I turn 21 in four days.
Which feels like something I should be typing with more excitement, or at least more certainty. But the truth is, I keep checking in with myself, and there’s just, well, nothing.
No big shift. No sudden clarity. Just this weird, quiet awareness that something is ending, even if I can’t fully prove it yet.
I’m still twenty. That feels important to say. Like I’m writing this from the last few inches of something I didn’t realize I was standing inside of.
Twenty-one, at least right now, doesn’t feel like a beginning. It feels like the start of an ending I didn’t get to prepare for.
Junior year is wrapping itself up in the background—finals week looming, everything feeling temporary in that specific, suffocating way—and I know what comes after isn’t just summer. It’s leaving. It’s distance. It’s choosing a fake life for five weeks that doesn’t have my parents quietly built into it anymore.

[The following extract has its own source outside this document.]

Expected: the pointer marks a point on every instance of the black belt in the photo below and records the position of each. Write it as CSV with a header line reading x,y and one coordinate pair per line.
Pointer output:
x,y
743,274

No one really tells you that part hits harder than the number itself. And I think, in a quieter, harder-to-admit way, I’m grieving my youth.
Not in a dramatic, “I’m old now” sense—because obviously, I’m not—but in the way that being young used to feel endless. Like I could do whatever I wanted, whenever I wanted, and there would always be time to fix it later.
Now, everything feels like it matters a little bit more. Decisions are starting to stick with age. Which is funny, because I really thought by 21, I would have had everything figured out.
I had a plan. A very clear, very confident plan.
I was going into education. I had that whole “ring by spring” mindset tucked somewhere in me without ever questioning it. I genuinely believed the relationships I had in high school were going to last forever. Which, looking back, feels almost sweet. Or maybe just naïve in a way I kind of miss.
I thought I’d be stable by now. Financially, emotionally, all of it. I thought I’d feel whole in a way that didn’t shift depending on the day.
And instead, I’m here. Not broken. Not lost. But definitely not finished.
Some parts of my life feel solid, like they’ve figured themselves out without asking me first. And other parts? They’re still sitting somewhere in the background, half-formed, waiting for a version of me that has more time or more energy. I keep telling myself I’ll get to them “later,” like later is a place I can actually arrive at.
Because something in me knows life is just starting.
Which might be the most overwhelming part of all of this. The idea that this isn’t the peak, or even close to it; it’s just the opening. Especially for someone who, at seventeen, was half-convinced the world might end before any of this mattered. There’s something almost surreal about realizing that it didn’t.
I made it here.
I’m about to be twenty-one, and I am going to be in another country, studying abroad, building a version of myself this summer that doesn’t exist yet.
This is the part that stays with me more than anything else.
Not the drinks I get to have, not the pictures, not the number—but the quiet, constant feeling that something is shifting under the surface. Like when you play a song on repeat, and you don’t even realize why until it’s too late to turn it off.
That’s what this feels like.
Like something is about to change, and I am just sitting here, listening to it happen before I have the words for it.
I have this version of my birthday in my head that’s loud, messy, full of people and music and moments that look good in photos. And I’ll have pieces of that, I know I will. I’ll celebrate the weekend before. I’ll laugh, I’ll go out, and I’ll probably try to hold onto my ‘youth’ longer than I should.
But on the actual day, it’s going to be quiet and reflective.
Cupcake for one. My cat is sitting too close to me like she always does. A glass of fruitscato that feels more symbolic than anything else. A FaceTime call home where everything feels exactly the same and completely different at the same time.
And for some reason, that version feels more honest. Because twenty-one doesn’t feel like a moment to me. It feels like a slow shift. Like something ending without asking for attention, and something beginning without announcing itself.
And I am right in the middle of it. not finished, not starting over, just becoming. Whether I am ready to or not.